Stop winking at 'the ban'
WASHINGTON
The presidential ban on assassinations may or may not be formally rescinded. It is, in any event, being treated by the Bush administration as - pardon the expression - a dead letter.
The prohibition on government-sponsored assassinations goes back to the Ford administration. It came in the wake of revelations that, under Presidents Eisenhower, Kennedy, Johnson, and Nixon, the CIA had plotted the murder of eight foreign leaders, most notably Fidel Castro, but also including Sukarno of Indonesia, Patrice Lumumba of the Congo, and Leonidas Trujillo of the Dominican Republic.
In February 1976, President Ford signed Executive Order 12333, forbidding anyone employed by the United States government to "engage in or conspire to engage in assassination."
Successive presidents renewed the order, but some found ways of evading it while paying lip service to it.
The Reagan administration adopted an interpretation exempting death incidental to a military action. Ordering the bombing of Col. Muammar Qaddafi's compound in Libya in 1986, President Reagan said he wasn't trying to get one man, but added, "I don't think any of us would have shed any tears if that happened."
A similarly dry-eyed President George Bush ordered the bombing of the presidential palace in Baghdad in 1991, during the Gulf War, and said, "We're not in the position of targeting Saddam Hussein, but no one will weep for him when he is gone."
During the Clinton administration, another interpretation of the assassination ban made an exception for killing a foreign leader engaged in terrorism against America.

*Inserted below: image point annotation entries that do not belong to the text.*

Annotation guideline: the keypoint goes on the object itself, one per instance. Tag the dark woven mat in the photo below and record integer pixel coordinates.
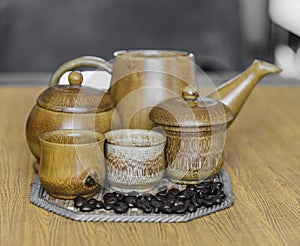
(65, 208)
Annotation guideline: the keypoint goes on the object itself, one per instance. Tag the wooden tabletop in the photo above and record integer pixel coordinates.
(262, 157)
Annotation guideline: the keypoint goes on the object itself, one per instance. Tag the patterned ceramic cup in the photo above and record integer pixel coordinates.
(134, 159)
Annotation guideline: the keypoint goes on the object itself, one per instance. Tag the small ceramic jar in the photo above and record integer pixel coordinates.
(72, 163)
(135, 159)
(196, 130)
(68, 107)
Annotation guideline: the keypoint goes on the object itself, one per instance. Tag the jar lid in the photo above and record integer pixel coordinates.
(75, 98)
(190, 111)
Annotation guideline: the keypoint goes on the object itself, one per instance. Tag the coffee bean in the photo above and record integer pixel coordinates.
(163, 188)
(166, 209)
(109, 199)
(99, 205)
(191, 187)
(178, 203)
(146, 209)
(192, 208)
(180, 209)
(155, 203)
(90, 182)
(198, 202)
(217, 200)
(141, 202)
(148, 197)
(186, 194)
(219, 185)
(109, 206)
(208, 203)
(221, 195)
(130, 201)
(87, 208)
(119, 196)
(173, 191)
(133, 193)
(171, 198)
(162, 193)
(108, 196)
(79, 201)
(120, 207)
(92, 201)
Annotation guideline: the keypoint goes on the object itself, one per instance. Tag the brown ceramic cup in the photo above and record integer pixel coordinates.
(143, 78)
(135, 159)
(72, 163)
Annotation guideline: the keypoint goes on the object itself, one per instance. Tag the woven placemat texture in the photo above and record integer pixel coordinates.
(65, 208)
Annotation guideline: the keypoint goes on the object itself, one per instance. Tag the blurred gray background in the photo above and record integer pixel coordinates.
(40, 35)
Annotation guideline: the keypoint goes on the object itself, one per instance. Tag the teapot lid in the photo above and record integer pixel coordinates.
(75, 98)
(190, 111)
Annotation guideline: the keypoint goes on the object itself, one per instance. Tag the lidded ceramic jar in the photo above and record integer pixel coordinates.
(196, 130)
(69, 107)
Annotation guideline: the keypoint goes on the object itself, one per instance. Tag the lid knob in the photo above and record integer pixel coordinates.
(189, 93)
(75, 78)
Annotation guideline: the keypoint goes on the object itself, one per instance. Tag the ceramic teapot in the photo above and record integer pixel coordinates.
(69, 106)
(196, 127)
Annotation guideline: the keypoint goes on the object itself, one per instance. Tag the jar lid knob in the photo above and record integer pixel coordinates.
(189, 93)
(75, 78)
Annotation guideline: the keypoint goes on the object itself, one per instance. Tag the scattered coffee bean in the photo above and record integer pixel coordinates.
(162, 193)
(99, 205)
(92, 201)
(192, 208)
(87, 208)
(173, 191)
(120, 207)
(130, 201)
(163, 188)
(146, 209)
(166, 201)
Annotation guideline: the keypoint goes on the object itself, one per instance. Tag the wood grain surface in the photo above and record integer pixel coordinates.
(262, 157)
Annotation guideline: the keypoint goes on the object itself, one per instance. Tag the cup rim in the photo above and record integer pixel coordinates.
(98, 136)
(109, 136)
(152, 53)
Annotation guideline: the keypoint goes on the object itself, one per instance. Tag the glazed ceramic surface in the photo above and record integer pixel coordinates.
(135, 159)
(196, 133)
(72, 163)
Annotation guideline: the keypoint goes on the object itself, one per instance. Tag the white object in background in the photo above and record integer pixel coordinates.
(288, 60)
(286, 13)
(95, 79)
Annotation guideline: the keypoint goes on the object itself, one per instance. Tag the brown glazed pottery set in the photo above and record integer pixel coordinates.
(151, 123)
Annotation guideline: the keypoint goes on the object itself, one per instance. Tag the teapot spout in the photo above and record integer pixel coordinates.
(235, 92)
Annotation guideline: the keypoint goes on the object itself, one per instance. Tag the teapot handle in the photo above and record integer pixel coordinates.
(83, 61)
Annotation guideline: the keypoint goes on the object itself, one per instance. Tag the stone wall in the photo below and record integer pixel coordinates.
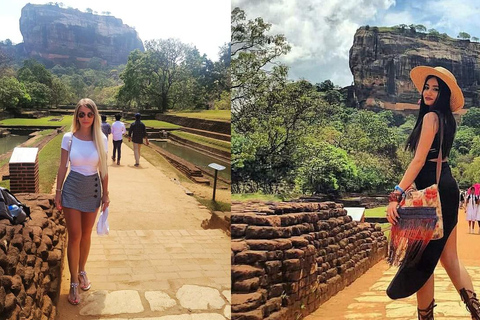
(31, 261)
(201, 124)
(289, 258)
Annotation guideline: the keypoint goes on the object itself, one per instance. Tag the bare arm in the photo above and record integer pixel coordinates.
(427, 135)
(62, 171)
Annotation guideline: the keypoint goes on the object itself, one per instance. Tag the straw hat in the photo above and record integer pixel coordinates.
(419, 74)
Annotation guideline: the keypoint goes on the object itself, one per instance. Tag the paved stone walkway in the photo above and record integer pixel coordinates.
(157, 262)
(366, 298)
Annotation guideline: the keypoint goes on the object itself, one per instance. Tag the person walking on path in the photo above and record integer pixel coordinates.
(471, 208)
(440, 96)
(118, 130)
(136, 133)
(85, 147)
(106, 129)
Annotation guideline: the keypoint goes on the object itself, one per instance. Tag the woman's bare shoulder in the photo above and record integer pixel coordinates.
(431, 118)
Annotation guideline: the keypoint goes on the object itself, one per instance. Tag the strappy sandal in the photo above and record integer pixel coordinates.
(470, 299)
(85, 284)
(426, 314)
(73, 290)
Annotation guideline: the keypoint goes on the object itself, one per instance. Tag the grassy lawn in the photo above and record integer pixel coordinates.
(223, 115)
(215, 205)
(156, 124)
(255, 196)
(67, 120)
(214, 143)
(48, 162)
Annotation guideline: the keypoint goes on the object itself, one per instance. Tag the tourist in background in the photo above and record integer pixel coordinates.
(84, 189)
(440, 96)
(106, 129)
(471, 208)
(136, 133)
(118, 130)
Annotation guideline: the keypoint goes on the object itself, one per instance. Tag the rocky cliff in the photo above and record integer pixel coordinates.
(69, 36)
(381, 60)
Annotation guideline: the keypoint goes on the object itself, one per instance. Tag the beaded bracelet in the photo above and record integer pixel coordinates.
(394, 197)
(398, 188)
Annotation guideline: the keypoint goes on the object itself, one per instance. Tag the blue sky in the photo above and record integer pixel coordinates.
(205, 24)
(321, 31)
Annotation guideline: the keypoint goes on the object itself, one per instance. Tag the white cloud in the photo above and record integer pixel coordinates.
(205, 24)
(319, 31)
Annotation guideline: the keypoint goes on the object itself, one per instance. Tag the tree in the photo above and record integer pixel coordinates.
(11, 93)
(252, 50)
(323, 168)
(472, 119)
(463, 35)
(420, 28)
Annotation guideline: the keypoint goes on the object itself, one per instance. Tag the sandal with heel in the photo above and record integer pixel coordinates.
(73, 290)
(471, 301)
(85, 284)
(427, 313)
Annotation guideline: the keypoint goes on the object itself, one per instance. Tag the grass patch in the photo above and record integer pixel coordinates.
(46, 121)
(214, 143)
(223, 115)
(215, 205)
(378, 212)
(48, 162)
(255, 196)
(157, 124)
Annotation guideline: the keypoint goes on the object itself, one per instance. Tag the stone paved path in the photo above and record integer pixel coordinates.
(366, 299)
(157, 262)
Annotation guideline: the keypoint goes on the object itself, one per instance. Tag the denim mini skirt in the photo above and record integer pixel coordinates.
(81, 192)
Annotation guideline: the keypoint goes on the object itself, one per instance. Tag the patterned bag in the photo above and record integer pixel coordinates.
(420, 220)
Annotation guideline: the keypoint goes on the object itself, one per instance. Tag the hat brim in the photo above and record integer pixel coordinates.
(419, 74)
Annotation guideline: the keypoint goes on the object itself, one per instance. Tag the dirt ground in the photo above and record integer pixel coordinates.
(223, 190)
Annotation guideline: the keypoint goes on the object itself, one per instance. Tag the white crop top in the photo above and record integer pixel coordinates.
(83, 154)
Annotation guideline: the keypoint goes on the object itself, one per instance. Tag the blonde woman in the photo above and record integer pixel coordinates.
(84, 190)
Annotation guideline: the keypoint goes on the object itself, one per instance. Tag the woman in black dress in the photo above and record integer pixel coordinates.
(440, 97)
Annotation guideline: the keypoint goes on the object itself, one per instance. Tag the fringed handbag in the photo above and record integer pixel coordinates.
(420, 220)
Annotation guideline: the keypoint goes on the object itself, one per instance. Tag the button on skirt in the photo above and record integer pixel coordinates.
(81, 192)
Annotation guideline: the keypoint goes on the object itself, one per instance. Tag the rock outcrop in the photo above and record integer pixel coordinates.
(381, 60)
(69, 36)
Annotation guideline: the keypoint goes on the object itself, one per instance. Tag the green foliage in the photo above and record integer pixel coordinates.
(463, 35)
(12, 92)
(472, 119)
(223, 103)
(464, 139)
(323, 168)
(252, 50)
(171, 75)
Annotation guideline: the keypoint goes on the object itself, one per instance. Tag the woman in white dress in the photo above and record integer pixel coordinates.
(471, 209)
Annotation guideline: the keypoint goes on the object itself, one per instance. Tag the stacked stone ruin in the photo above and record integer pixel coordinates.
(31, 261)
(290, 257)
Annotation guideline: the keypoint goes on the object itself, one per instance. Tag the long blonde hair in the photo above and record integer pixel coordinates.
(97, 134)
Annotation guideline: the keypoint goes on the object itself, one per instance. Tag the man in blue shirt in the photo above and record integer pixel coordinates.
(136, 133)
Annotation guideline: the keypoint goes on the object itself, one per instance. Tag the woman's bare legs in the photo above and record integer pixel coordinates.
(73, 219)
(88, 220)
(425, 294)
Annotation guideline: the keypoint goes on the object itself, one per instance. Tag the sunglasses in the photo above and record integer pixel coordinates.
(81, 115)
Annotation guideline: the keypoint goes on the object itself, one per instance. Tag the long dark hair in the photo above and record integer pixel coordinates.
(442, 107)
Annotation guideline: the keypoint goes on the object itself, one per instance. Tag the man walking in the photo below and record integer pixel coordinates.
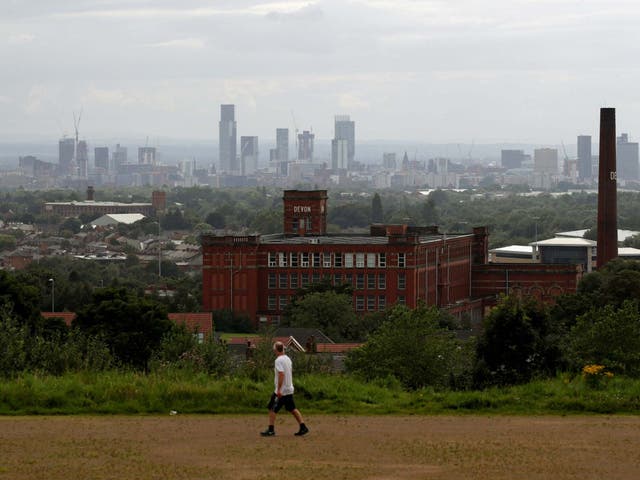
(283, 394)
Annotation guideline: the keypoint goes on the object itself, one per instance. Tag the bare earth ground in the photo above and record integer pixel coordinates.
(380, 447)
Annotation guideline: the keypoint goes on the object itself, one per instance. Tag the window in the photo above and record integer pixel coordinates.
(382, 302)
(371, 302)
(283, 302)
(271, 302)
(348, 260)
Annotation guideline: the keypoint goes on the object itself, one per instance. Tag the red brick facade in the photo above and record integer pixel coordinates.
(393, 264)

President Clinton signed a secret order authorizing the use of lethal force against Osama bin Laden's "organization." That he might not survive was tacitly understood.
In 1991, during the Gulf War, I wrote in The Washington Post, "It is time to change Executive Order 12333 to spare us from presidential double-talk about designs on the lives of foreign foes."
That issue arises again. The Clinton order to go after Mr. bin Laden's organization is still in effect. The Bush administration is in the process of making its own search-and-destroy plans to fulfill the president's "dead or alive" order.
A 25-year-old executive order reflecting the reaction to mindless cold-war plotting against President Castro and other third-world leaders seems totally anachronistic after Sept.11.
It is time to rescind an assassination ban that has no more reason for existing.
Daniel Schorr is a senior news analyst at NPR.